Par
Bloomberg
Traduit par
Clémentine Martin
Publié le
1 septembre 2024
En Chine, des imitations de qualité de certains produits parmi les plus populaires au monde, comme les leggings de yoga de Lululemon. ou les sacs de Hermès, font actuellement leur apparition dans les garde-robes pour une fraction du prix des originaux.
Connus sous le nom de “pingti“ en chinois et qualifiés de “leurres“ (ou dupes en anglais) par les acheteurs de la Gen Z, ces articles devenus populaires reflètent le détachement des acheteurs chinois de leurs labels préférés. Il ne s’agit pas de contrefaçons bon marché: les fabricants locaux vendent ces produits à des prix relativement élevés, revendiquant la même qualité que les plus grandes maisons du monde, le logo en moins.
Le fabricant textile chinois Chicjoc propose par exemple un pardessus en tweed à chevrons pour un montant de près de 450 euros. Les matières seraient italiennes et achetées auprès d’un fournisseur de Prada et Bottega Veneta.
Les ventes ont décollé depuis l’année dernière, la situation économique difficile poussant les consommateurs chinois à essayer de réduire leurs dépenses.

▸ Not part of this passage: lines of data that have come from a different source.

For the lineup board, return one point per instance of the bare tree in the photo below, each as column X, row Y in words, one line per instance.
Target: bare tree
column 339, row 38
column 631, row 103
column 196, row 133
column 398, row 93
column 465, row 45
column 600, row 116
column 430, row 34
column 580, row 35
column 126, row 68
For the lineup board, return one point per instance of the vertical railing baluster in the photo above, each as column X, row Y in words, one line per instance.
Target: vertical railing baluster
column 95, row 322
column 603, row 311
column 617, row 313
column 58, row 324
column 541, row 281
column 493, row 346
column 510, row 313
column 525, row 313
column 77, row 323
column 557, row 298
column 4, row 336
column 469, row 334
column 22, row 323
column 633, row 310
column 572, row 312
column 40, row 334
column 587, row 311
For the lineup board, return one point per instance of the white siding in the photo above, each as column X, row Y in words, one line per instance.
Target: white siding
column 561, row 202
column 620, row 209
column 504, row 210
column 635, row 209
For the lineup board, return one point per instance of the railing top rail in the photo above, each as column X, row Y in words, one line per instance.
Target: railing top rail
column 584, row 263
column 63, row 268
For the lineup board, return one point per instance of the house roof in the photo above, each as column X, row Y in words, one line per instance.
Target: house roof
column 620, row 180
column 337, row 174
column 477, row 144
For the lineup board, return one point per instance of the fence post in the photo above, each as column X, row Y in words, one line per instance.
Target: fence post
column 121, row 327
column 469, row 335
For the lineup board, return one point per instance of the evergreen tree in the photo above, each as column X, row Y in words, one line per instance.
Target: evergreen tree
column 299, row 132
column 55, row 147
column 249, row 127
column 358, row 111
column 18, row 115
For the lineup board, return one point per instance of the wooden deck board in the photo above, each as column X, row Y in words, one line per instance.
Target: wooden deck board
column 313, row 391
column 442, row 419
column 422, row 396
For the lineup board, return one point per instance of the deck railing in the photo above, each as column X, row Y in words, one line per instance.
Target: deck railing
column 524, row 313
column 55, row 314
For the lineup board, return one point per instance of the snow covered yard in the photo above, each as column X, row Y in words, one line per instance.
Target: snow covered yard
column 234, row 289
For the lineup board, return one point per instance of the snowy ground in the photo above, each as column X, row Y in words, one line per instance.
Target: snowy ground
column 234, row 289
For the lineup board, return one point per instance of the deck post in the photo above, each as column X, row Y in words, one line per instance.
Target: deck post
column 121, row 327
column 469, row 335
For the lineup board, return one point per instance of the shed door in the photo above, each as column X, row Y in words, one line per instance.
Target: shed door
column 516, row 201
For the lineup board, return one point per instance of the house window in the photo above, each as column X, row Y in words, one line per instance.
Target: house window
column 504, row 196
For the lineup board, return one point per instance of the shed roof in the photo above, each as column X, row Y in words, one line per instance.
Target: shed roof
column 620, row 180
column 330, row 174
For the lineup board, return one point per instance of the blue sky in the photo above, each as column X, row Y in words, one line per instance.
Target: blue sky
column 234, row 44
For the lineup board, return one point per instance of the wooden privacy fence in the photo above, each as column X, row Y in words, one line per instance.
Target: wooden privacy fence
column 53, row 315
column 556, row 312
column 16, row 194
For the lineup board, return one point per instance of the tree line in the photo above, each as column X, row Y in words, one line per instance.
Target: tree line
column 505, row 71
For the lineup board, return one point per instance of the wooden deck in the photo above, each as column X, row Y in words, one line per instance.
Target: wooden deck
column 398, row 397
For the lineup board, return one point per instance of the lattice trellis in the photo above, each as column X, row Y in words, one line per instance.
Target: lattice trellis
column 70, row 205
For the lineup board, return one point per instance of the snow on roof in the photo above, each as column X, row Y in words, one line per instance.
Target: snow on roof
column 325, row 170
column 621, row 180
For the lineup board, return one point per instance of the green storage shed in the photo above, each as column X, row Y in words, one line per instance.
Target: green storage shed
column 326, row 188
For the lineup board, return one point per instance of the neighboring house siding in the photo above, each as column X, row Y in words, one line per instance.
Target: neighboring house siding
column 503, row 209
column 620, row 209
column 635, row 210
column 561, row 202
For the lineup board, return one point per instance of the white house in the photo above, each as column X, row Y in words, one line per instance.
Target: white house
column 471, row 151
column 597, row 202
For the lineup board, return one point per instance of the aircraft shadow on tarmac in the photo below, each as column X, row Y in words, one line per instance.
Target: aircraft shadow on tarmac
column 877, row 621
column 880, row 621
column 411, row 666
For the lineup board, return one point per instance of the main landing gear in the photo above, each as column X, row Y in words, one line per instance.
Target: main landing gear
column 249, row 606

Au cours des douze mois terminés en juillet dernier, certaines des principales marques locales vendant des alternatives moins chères ont enregistré une croissance à deux ou trois chiffres sur les principales plateformes d’e-commerce de Chine, Taobao et Tmall, appartenant toutes deux à Alibaba Group Holding Ltd. Certaines maisons étrangères dont les produits sont copiés, en revanche, ont vu leur croissance ralentir et même baisser sur les plateformes, d’après des données du cabinet d’analyse Zhiyi Technology Co., basé à Hangzhou.
La vente en ligne ne reflète pas toujours fidèlement les résultats des marques étrangères qui ont aussi des boutiques physiques en Chine, mais le succès phénoménal des imitations de qualité semble être une nouvelle menace qui pèse sur les comptes des géants mondiaux du retail, qui ont décidément bien des difficultés à décoder les attentes des acheteurs chinois. Le ralentissement économique dans le pays rend les consommateurs plus frileux, mais même des marques de milieu de gamme comme Nike Inc. et Uniqlo (Fast Retailing) sont sur des charbons ardents. L’appétit croissant des jeunes Chinois pour les pingti traduit probablement ce qu’Uniqlo qualifie de “nouvelles valeurs de consommation“, soit le même instinct qui pousse les clients à chercher des produits vendus directement par les fabricants, contournant les intermédiaires.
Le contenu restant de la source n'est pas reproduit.